Category: Opinion
By now, I'm certain you have heard about the debate going on with the RIAA, in essence, trying to price online broadcasting out of existence. I am not by nature a conspiracy theorist, but I certainly smell one here.
I was always under the impression that broadcast royalties were the job of the publishing companies. When I worked in radio, we had BMI and ASCAP stickers on the studio windows. The RIAA does certify sales of albums (gold albums and platinum albums), but paying royalties falls to the record companies (for sales) and publishers (for songwriters). The RIAA hasn't ever been involved in royalties...until now.
What the RIAA has been involved in is getting money. The RIAA petitioned the U.S. Senate to put a "royalty tax" on cassette recorders and blank cassettes in 1982 (this has been extended to blank CDs: if you have a CD burner in your stereo, those will only accept CDs marked music -- which have been slapped with this royalty tax). The RIAA used the lawmakers to block DAT machines from becoming successful. The RIAA also petitioned FM radio stations to stop airing new albums in their entirety. The argument the RIAA put forth was not unlike the modern argument: people were sitting at home with cassette decks, taping the new Tom Petty or Don Henley album off the radio, thereby cutting into sales.
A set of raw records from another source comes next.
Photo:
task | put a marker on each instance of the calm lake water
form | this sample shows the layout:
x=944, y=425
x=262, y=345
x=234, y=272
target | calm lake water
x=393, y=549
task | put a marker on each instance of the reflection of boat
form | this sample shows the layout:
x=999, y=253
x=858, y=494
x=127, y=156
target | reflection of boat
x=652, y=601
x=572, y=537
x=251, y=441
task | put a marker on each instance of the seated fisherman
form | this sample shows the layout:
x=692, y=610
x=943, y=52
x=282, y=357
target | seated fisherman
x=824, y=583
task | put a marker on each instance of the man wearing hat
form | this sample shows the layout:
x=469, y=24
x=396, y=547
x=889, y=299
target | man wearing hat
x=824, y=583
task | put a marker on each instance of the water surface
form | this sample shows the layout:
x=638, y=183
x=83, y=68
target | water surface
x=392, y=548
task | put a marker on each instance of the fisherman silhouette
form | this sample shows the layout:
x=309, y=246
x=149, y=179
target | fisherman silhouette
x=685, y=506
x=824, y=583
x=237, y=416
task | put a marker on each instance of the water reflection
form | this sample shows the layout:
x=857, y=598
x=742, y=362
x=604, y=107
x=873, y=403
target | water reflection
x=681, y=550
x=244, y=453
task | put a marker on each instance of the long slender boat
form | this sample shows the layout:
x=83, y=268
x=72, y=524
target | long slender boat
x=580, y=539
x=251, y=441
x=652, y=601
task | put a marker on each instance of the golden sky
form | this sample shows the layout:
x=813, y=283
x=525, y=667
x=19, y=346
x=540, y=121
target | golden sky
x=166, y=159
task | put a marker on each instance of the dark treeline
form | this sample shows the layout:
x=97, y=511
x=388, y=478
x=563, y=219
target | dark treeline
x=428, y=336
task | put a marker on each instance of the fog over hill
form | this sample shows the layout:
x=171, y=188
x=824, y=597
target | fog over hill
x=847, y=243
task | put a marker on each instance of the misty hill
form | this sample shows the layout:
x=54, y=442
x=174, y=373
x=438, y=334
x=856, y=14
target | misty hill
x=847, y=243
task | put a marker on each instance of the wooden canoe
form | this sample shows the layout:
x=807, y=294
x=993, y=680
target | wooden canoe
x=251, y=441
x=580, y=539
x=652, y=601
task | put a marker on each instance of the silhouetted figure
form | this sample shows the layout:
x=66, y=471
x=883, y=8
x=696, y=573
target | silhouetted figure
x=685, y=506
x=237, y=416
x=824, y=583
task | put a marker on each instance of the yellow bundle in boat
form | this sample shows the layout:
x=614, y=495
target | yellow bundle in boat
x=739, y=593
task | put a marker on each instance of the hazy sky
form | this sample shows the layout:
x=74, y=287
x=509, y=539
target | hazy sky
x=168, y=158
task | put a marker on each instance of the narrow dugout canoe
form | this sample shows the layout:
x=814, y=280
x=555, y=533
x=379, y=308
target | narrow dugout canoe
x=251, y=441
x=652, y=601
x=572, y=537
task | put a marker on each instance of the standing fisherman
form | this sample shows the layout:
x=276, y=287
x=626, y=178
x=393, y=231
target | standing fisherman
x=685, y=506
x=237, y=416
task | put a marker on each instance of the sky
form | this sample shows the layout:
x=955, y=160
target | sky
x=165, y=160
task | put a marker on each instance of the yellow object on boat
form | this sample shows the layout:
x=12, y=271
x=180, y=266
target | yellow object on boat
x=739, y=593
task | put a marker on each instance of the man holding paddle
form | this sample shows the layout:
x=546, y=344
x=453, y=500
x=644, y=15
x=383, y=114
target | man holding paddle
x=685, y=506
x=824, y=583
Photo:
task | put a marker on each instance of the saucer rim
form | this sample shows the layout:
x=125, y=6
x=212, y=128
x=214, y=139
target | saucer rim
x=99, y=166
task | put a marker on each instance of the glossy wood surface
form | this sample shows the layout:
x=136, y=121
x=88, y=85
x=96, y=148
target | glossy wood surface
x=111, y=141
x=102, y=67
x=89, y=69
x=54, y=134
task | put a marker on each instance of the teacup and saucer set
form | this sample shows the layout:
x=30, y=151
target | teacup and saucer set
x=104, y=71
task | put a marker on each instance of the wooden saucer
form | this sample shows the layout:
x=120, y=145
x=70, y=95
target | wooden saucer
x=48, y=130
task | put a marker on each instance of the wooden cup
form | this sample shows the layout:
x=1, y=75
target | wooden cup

What the RIAA has never taken into account is quality. There are very few albums with stratospheric sales (Their Greatest Hits 1971-1975 by the Eagles has a sales total of over 41 million copies; a Wikipedia list shows only eight albums that have sold over 20 million copies). There's a reason for that, too: for all the music released in all the genres throughout the year, there is a microscopic amount that gets heard by the masses and manages to strike the fancy of enough people to sell well. If you look at the albums that were selling in the millions in the 70s, you'll see they had a common element: they were good, if not great. Even after 30 years, albums such as Fleetwood Mac's Rumours, the Eagles' Hotel California, and Steely Dan's Aja hold a dear place in the hearts of people who bought them when they first came out as well as finding a new audience with people who were not born when the albums were released thanks to nonstop airplay on "classic rock" stations. Yes, I'm tired of hearing the same songs over and over on FM rock stations, but when you DON'T hear those songs 24/7 then hear Who's Next, it dawns on you just why the songs from that album are so overplayed: it's a dang good album.
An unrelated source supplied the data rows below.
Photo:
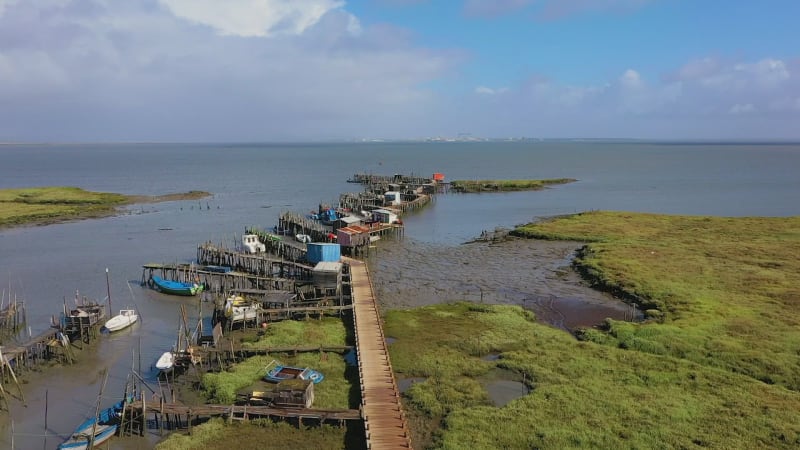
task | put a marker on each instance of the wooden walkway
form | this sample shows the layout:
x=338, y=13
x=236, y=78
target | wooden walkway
x=384, y=421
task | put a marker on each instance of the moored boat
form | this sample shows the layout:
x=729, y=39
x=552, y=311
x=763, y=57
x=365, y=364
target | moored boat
x=166, y=362
x=124, y=319
x=176, y=287
x=280, y=373
x=103, y=426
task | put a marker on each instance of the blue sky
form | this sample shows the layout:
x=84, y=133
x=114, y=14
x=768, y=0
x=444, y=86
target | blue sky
x=294, y=70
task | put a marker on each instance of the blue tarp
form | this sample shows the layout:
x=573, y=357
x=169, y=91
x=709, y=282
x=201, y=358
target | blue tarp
x=320, y=251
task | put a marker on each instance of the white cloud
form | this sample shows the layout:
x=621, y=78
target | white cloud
x=631, y=79
x=739, y=108
x=257, y=18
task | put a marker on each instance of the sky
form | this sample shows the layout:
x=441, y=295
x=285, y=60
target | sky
x=315, y=70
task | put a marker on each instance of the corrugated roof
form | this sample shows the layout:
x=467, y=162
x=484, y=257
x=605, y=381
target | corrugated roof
x=350, y=219
x=328, y=266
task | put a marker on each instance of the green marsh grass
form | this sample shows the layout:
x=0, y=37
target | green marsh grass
x=335, y=391
x=584, y=394
x=216, y=434
x=44, y=204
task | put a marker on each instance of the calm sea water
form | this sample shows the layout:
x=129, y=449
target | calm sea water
x=253, y=183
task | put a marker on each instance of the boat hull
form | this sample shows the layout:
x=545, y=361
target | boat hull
x=282, y=373
x=124, y=319
x=176, y=287
x=165, y=362
x=104, y=425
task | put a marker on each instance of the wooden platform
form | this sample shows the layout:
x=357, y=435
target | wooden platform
x=384, y=421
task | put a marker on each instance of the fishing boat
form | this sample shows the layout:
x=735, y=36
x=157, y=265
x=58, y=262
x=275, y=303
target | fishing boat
x=124, y=319
x=103, y=426
x=280, y=373
x=176, y=287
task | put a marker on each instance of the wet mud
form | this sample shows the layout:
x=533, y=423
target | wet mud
x=530, y=273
In his autobiography By the Seat of My Pants: My Life in Country Music, the late Buddy Killen (a country musician and businessman who produced all of Joe Tex's classic soul hits, not to mention the fact that he wrote Tex's last big hit, "I Ain't Gonna Bump No More (With No Big Fat Woman)" in 1977) mentioned that a problem plaguing country music was that modern songs were producing plenty of hits but very few classics. This isn't unique to country, as rock and roll has been suffering the same fate for decades. Therein lies the problem with album sales: much like the one-hit wonders of pop music in the 60s, there is a glut of albums featuring one "can't miss" hit, one possible hit, and eight hunks of junk in the key of G-whiz.
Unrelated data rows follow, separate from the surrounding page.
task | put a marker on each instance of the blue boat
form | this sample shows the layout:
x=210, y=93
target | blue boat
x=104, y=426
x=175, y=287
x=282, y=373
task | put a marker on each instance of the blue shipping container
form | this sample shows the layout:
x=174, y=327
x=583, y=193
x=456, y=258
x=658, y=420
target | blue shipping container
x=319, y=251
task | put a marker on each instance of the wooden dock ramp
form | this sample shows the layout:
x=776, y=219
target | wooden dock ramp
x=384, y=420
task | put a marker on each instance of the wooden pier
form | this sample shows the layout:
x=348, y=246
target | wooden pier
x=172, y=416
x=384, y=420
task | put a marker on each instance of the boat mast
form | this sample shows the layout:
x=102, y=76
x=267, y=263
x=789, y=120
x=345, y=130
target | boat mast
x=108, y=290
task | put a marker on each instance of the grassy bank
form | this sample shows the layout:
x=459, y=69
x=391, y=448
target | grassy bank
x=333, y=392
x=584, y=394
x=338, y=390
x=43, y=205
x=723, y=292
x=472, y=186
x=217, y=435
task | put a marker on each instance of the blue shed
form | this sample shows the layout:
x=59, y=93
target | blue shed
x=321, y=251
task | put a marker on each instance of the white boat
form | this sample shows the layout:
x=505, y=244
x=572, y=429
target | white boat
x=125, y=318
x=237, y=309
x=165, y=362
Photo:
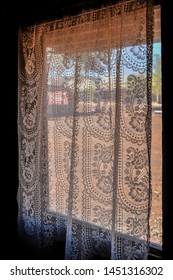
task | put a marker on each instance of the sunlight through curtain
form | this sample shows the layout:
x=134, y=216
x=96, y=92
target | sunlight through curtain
x=84, y=123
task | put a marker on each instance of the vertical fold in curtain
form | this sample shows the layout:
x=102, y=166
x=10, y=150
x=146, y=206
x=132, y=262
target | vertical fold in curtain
x=84, y=126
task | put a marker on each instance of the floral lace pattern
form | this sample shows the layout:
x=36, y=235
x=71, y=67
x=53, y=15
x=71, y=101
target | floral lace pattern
x=84, y=122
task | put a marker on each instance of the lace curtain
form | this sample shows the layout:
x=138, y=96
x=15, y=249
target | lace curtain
x=84, y=119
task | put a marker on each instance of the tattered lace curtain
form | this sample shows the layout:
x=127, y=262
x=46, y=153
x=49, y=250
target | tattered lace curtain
x=84, y=132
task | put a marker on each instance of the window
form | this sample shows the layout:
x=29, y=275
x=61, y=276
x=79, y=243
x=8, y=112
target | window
x=84, y=123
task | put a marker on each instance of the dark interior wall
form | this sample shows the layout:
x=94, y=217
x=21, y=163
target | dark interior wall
x=20, y=13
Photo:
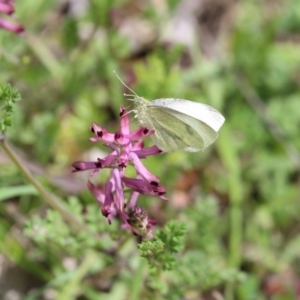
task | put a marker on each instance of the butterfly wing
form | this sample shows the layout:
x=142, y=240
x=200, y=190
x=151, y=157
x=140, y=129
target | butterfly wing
x=177, y=132
x=199, y=111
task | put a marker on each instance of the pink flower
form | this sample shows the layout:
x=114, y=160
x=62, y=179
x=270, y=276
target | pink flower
x=7, y=7
x=127, y=149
Since the late 70s, the FM rock format has been nailed shut to anything new and fresh. The more unique musical styles get, the tighter that format gets locked down. The Violent Femmes' first album has sold over a million copies (according to Rhino's website, it is the only album that has ever earned a platinum certification without ever appearing on the Billboard Top 200 Albums sales chart), but have you ever heard them on FM rock radio? Of course not, they don't sound like the Journey-o-Styxwagon FM shlock rock formula music. That hardly means they're "unknown," however, as the album sales indicate.
With the advent of satellite radio and Internet radio, bands like the Violent Femmes have been able to find an outlet for getting their music past that locked radio format. And here is where the "conspiracy theory arises in all of this. The Internet radio phenomenon cannot possibly hurt record sales; to the contrary, it can only help as people hear music that they cannot hear on their local FM station that is too busy playing "Night Moves" for the seventh time today. People obviously like John Hiatt's songs, since "Thing Called Love," "Angel Eyes," and even "Sure As I'm Sitting Here" have been hits for others; therefore, people just might like Hiatt -- were they allowed to hear him. The Internet says "yes" to artists that have long had no outlet for their music other than word of mouth, and now that outlet is being threatened by interference from the very organization that claims their mission "supports and promotes our members' creative and financial vitality."
The RIAA might be cutting their own throat here, since they are denying people access to music that might be heard...and liked...and purchased. I cannot help but think that the commercial radio stations, which are sinking in ratings because of their tight playlists that refuse anything new, no matter how good or in demand (Warren Zevon's life-affirming farewell album, The Wind, was certified gold before Zevon died, but even two Grammy awards and appearances by FM rock stalwarts Bruce Springsteen and Jackson Browne couldn't get Zevon airplay), are secretly gloating over the fact that the RIAA is attempting to shut down radio's biggest competition.
The losers, in the long run, are the performers who are making great music that is getting heard by the tens of hundreds instead of the tens of millions, and the fans who are being deprived of this exciting music.